Unnamed: 0,FilterItLogS,Lipinski,SIC0,RNCG,ATS0Z,RPCG,AETA_eta,AATS0i
0,0.021772,0.332685,1.784579,0.03375,0.534794,3.187876,0.64755,-0.07758
1,0.376467,0.332685,1.993944,-0.070165,0.121242,4.534268,0.553108,0.215509
2,0.213155,0.332685,1.784579,-0.406439,0.534794,1.169029,0.508126,-0.07758
3,0.367089,0.332685,1.993944,0.263581,0.121242,1.436776,0.09464,0.215509
4,0.089296,0.332685,1.993944,-0.255165,0.465869,3.019216,0.425756,6.440094


In [9]:
y

0      -2.180
1      -2.000
2      -1.740
3      -1.480
4      -3.040
        ...  
1139    1.144
1140   -4.925
1141   -3.893
1142   -3.790
1143   -2.581
Name: measured log(solubility:mol/L), Length: 1144, dtype: float64

In [10]:
X_train, X_test, y_train, y_test = train_test_split(X, y, test_size=0.20, random_state=45)

In [11]:
rf = RandomForestRegressor(bootstrap= True,
 max_depth= 45,
 max_features= 'log2',
 min_samples_leaf= 2,
 min_samples_split= 5,
 n_estimators= 800,
random_state=0)
rf.fit(X_train, y_train)
print(f'The r2 score for train set is : {rf.score(X_train, y_train)}')
print(f'The r2 score for test set is : {rf.score(X_test, y_test)}')

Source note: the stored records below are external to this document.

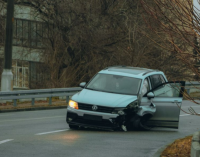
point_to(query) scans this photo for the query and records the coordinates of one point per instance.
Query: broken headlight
(133, 105)
(119, 111)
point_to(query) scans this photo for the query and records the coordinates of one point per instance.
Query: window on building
(28, 33)
(20, 71)
(2, 30)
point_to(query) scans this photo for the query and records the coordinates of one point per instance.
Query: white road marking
(190, 106)
(185, 115)
(188, 114)
(4, 141)
(31, 119)
(51, 132)
(5, 115)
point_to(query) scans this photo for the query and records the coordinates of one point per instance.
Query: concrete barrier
(195, 145)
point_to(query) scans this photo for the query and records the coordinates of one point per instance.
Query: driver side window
(168, 90)
(145, 86)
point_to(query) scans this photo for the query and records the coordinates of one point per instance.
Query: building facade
(28, 35)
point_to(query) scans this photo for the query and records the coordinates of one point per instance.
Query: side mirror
(150, 95)
(82, 84)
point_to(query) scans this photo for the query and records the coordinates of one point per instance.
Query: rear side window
(155, 80)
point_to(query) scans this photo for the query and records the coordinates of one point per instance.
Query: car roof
(136, 72)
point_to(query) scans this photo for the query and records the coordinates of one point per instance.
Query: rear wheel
(74, 127)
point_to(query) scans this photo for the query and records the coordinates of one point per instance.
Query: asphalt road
(45, 133)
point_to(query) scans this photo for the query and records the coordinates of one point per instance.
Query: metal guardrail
(39, 93)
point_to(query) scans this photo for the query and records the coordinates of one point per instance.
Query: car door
(167, 100)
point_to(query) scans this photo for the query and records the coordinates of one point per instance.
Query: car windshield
(115, 84)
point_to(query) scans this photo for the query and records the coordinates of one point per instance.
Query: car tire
(143, 121)
(74, 127)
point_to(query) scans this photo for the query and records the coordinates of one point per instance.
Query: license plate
(92, 117)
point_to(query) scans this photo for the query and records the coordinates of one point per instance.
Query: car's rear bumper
(77, 117)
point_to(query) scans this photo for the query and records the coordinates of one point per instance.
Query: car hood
(103, 98)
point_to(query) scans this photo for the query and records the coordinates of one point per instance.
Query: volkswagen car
(122, 97)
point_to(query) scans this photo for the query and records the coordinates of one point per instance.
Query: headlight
(133, 104)
(119, 111)
(73, 104)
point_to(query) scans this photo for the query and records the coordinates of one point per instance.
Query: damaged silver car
(126, 98)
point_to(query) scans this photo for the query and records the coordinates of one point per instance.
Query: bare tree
(178, 22)
(83, 37)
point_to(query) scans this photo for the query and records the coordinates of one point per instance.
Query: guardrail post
(50, 101)
(33, 101)
(15, 102)
(67, 99)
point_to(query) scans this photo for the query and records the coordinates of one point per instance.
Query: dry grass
(179, 148)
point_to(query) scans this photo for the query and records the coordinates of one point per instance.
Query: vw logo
(94, 107)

The r2 score for train set is : 0.9664879058908096
The r2 score for test set is : 0.8563149115031692


In [12]:
import pickle
with open('scaler.pkl','wb') as f:
    pickle.dump(scaler, f)
with open('model_rf', 'wb') as f:
    pickle.dump(rf, f)

# Predict Solubility from SMILES

In [14]:
X.columns

Index(['FilterItLogS', 'Lipinski', 'SIC0', 'RNCG', 'ATS0Z', 'RPCG', 'AETA_eta',
       'AATS0i'],
      dtype='object')

## Prediction for a single SMILES

In [29]:
def predict_sol(smile):
  mol = Chem.MolFromSmiles(smile)
  mol = Chem.AddHs(mol)
  AllChem.EmbedMolecule(mol)

  df_mol = pd.DataFrame(data = [mol], columns=(['mol']), dtype='object')
  calc = Calculator(descriptors, ignore_3D=False)
  desc = calc.pandas(df_mol['mol'])
  desc_8 = desc[['FilterItLogS', 'Lipinski', 'SIC0', 'RNCG', 'RPCG', 'ATS0Z',
        'PEOE_VSA6', 'AATS0i']]
  X_test = scaler.transform(desc_8)
  predict = rf.predict(X_test)
  print(f'The Predicted Solubility is {predict[0]}')

In [31]:
predict_sol('OCC1=C(O)C=C(O)C=C1')

100%|████████████████████████████████████████████████████████████████████████████████████| 1/1 [00:00<00:00,  1.33it/s]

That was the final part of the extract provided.